— Да, это я. Подожди за дверью. Я скоро закончу.
Он собирался продолжить, но в это время офицер подошёл к нему и, схватив за волосы, приподнял его и швырнул на пол перед собой. Девушка смотрела на турецкого офицера широко открытыми глазами, в которых светилось изумление.
— Клянусь… — начал было Шукри бей, пытаясь приподняться, но тут же получил удар ногой в лицо. Он снова опрокинулся на пол. А в следующую минуту в его горло упёрлось острие сабли. Шукри бей смотрел на офицера удивлёнными глазами. В его глазах начал появляться ужас, когда он услышал армянскую речь. Не убирая с его горла шпаги, офицер потянулся и развязал узел, приковывающий девушки к кровати. Когда она поднялась с кровати, он вытащил у неё изо рта кляп и спросил на армянском:
— Есть здесь лампа с маслом?
Девушка кивнула.
— Принеси. Только тихо.
Девушка накинула на себя халат и выбежала из комнаты.
— Тебе нужны деньги? — с надеждой спросил Шукри бей.
Вместо ответа офицер убрал саблю и, схватив за волосы, бросил его на кровать. Шукри попытался было сопротивляться, но получил несколько сильных ударов рукой в лицо. Он упал ничком на кровать и, схватив сломанный нос, из которого хлестала кровь, застонал. В этот момент прибежала девушка с лампадой.
— Что? — негромко спросил офицер, нагнувшись над Шукри беем. — Больно? Это тебе не женщин мучить и детей стрелять. Здесь надо как мужчина сражаться…мразь…
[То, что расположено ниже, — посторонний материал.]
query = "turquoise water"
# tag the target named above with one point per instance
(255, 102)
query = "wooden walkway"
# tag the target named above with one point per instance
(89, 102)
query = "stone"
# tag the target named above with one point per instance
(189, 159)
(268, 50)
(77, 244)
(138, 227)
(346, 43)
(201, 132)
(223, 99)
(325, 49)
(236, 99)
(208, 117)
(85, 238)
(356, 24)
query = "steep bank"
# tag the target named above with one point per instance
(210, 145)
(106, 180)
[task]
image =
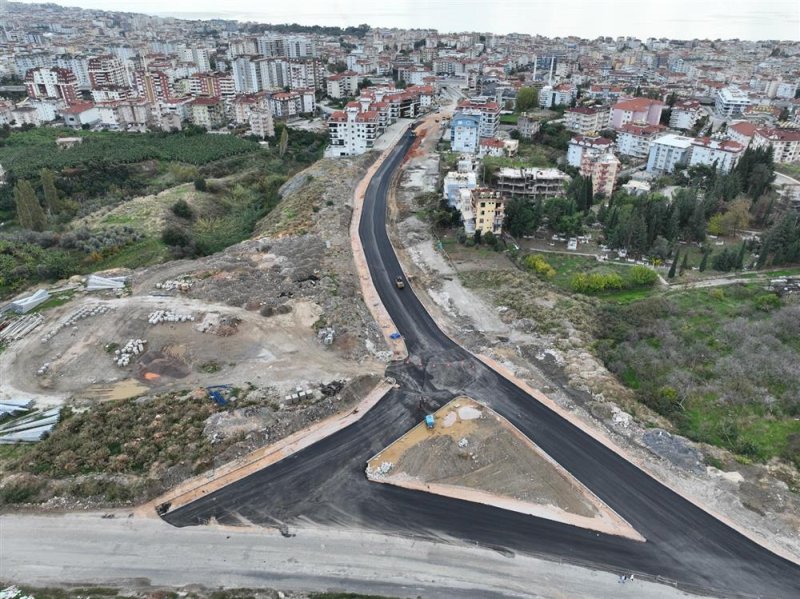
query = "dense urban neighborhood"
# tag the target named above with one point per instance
(366, 287)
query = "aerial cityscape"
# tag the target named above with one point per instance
(334, 304)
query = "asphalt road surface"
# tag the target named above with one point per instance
(325, 483)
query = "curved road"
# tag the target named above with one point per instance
(325, 483)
В следующие минуты руки Шукри бея привязали той же верёвкой, которой он привязывал девушку. В рот ему засунули кляп. Затем его же ремнём офицер стянул ноги Шукри бея и привязал к другой стороне кровати. Так он и остался лежать. Обнажённый и привязанный. С глубоким ужасом глядя на своего мучителя. Но это было ничто, по сравнению с тем, что с ним стало, когда он услышал последние слова своего мучителя.
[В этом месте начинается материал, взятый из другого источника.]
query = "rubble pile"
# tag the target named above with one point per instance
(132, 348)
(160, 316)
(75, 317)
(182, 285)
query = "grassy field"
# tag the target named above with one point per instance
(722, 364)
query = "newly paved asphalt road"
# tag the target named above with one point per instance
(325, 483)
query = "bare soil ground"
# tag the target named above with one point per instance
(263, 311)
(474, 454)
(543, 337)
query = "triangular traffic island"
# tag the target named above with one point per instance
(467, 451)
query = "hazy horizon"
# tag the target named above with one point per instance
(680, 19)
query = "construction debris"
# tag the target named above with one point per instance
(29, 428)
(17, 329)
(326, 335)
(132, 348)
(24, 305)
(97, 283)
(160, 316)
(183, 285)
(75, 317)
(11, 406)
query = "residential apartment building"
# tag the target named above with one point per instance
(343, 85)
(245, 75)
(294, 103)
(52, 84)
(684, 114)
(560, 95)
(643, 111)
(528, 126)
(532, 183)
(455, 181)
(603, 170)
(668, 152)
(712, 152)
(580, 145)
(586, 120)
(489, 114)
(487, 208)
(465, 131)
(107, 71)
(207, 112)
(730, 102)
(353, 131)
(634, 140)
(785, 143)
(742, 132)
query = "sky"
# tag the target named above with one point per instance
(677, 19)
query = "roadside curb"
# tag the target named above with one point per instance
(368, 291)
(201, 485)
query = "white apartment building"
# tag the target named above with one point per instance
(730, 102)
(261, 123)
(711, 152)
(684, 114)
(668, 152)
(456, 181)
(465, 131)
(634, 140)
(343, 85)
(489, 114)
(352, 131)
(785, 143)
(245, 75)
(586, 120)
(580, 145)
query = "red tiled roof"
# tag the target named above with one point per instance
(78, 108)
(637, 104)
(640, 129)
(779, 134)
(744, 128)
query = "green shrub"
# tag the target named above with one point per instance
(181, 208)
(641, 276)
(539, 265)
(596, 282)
— В нашем народе есть обычай, — негромко произнёс офицер, — муж всегда выполняет обещание, данное его женой. Помнишь её слова, Шукри бей? Помнишь женщину, которой ты изуродовал лицо? Помнишь детей, которых ты убил? Да…да, — офицер кивнул головой, когда увидел, как расширились глаза Шукри бея, и он начал вырываться. — Ты прав. Я муж этой женщины. Я Кес Арут!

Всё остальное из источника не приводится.